The Pirates’ House is located in one of the oldest buildings in all of Georgia.  Once a herb garden, the building dates back to 1734.  It was eventually converted into a bar with small inn upstairs, and became a popular place among pirates and sailors.  The Pirates’ house now serves as a restaurant.  The Pirates’ house was infamous for men visiting and never returning home. Why? Pirating was dangerous of course, and captains were often looking for new labor, and would sometimes practice impressments (forcing a man into service for a number of years).  So the pirates built a long tunnel from underneath this bar all the way to the river. They would buy sailors, or local men way too many drinks, and once they were passed out, they would carry them through the tunnel, down to the river, and on to their ships.  By the time these men woke up, they would be many miles at sea and at the mercy of their new captain.   There is a story of a Savannah policeman who once stopped at the bar on his way homw from work.  He did not return home that night and woke up on a ship bound for China!  It took him two years to get home.

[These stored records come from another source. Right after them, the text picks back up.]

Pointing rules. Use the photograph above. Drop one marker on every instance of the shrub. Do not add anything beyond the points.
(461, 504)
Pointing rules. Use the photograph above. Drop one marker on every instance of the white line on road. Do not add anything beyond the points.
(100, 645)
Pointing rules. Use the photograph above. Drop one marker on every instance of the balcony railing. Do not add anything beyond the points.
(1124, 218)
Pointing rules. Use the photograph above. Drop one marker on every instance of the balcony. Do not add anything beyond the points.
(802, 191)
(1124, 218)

They say the famous Captain Flint, who is described in ‘Treasure Island’, haunts the upstairs of the restaurant, where there was formerly an inn.  He apparently died in a bedroom at the inn.  Flint’s treasure was never found and legend has it that his ghost appears on moonless nights and will try to tell any interested listener where his treasure is buried.

Moon River Brewing Co


I actually loved hanging at this beer garden though

This brewing company, formerly, the City Hotel, the first hotel in Savannah, and then the Ogelthorpe Brewery, claims to be one of the most haunted locations in Savannah.  The supposed ghosts here, are from back in the building’s hotel days.  Employees and guests have reported multiple events, but the most famous, is the lady in gray.  The Moon River Brewing Co was even featured on SyFy’s Ghost Hunters.

The Olde Pink House


The Olde Pink House was built in 1771 by general James Habersham, and it was here that local Sons of Liberty met to plan colonial independence, and even devised their plan to kidnap the governor of Georgia (sounds like Savannah’s version of Fraunce’s Tavern!)  People say General Habersham haunts the tavern still.  The strangest story though, is that women patrons would often somehow end up being locked in the bathroom in the restaurant.  Of course, they blamed it on ghost activity, but apparently it became such an issue that the restaurant had to remove the locks.

Some of this sounds pretty silly and cliché, but I ended up learning quite a bit about some of the most historic sites here. I particularly thought the tunnel underneath the Pirates’ House was so fascinating.